Impact of spatial coarsening on Parareal convergence for the linear advection equation

TL;DR

This paper investigates how spatial coarsening affects the convergence of the Parareal method for the linear advection equation, revealing that traditional spectral radius measures are unreliable and proposing pseudo-spectral radius as a better predictor.

Contribution

It provides a theoretical analysis showing the limitations of the 2-norm for predicting convergence and introduces the pseudo-spectral radius as a more reliable indicator for hyperbolic problems with spatial coarsening.

Findings

2-norm of the iteration matrix does not predict convergence reliably.

Pseudo-spectral radius correlates with convergence behavior.

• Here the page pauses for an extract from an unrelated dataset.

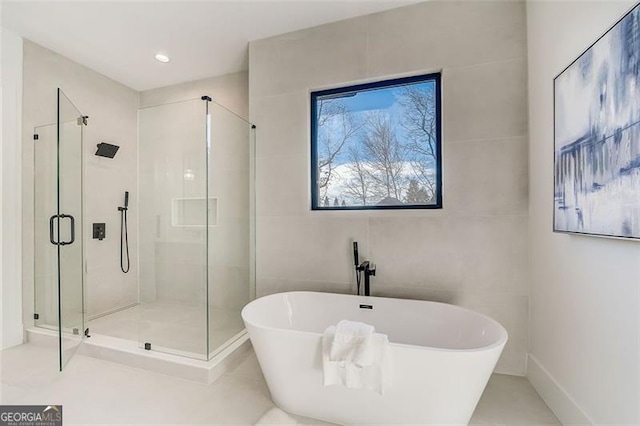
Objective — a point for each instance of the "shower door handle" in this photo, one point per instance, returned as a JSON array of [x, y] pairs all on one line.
[[51, 219], [73, 229]]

Numerical results support pseudo-spectral radius as a convergence predictor.

Abstract

The Parareal parallel-in-time integration method often performs poorly when applied to hyperbolic partial differential equations. This effect is even more pronounced when the coarse propagator uses a reduced spatial resolution. However, some combinations of spatial discretization and numerical time stepping nevertheless allow for Parareal to converge with monotonically decreasing errors. This raises the question how these configurations can be distinguished theoretically from those where the error initially increases, sometimes over many orders of magnitude. For linear problems, we prove a theorem that implies that the 2-norm of the Parareal iteration matrix is not a suitable tool to predict convergence for hyperbolic problems when spatial coarsening is used. We then show numerical results that suggest that the pseudo-spectral radius can reliably indicate if a given configuration of Parareal will show transient growth or monotonic convergence. For the studied examples, it also provides a good quantitative estimate of the convergence rate in the first few Parareal iterations.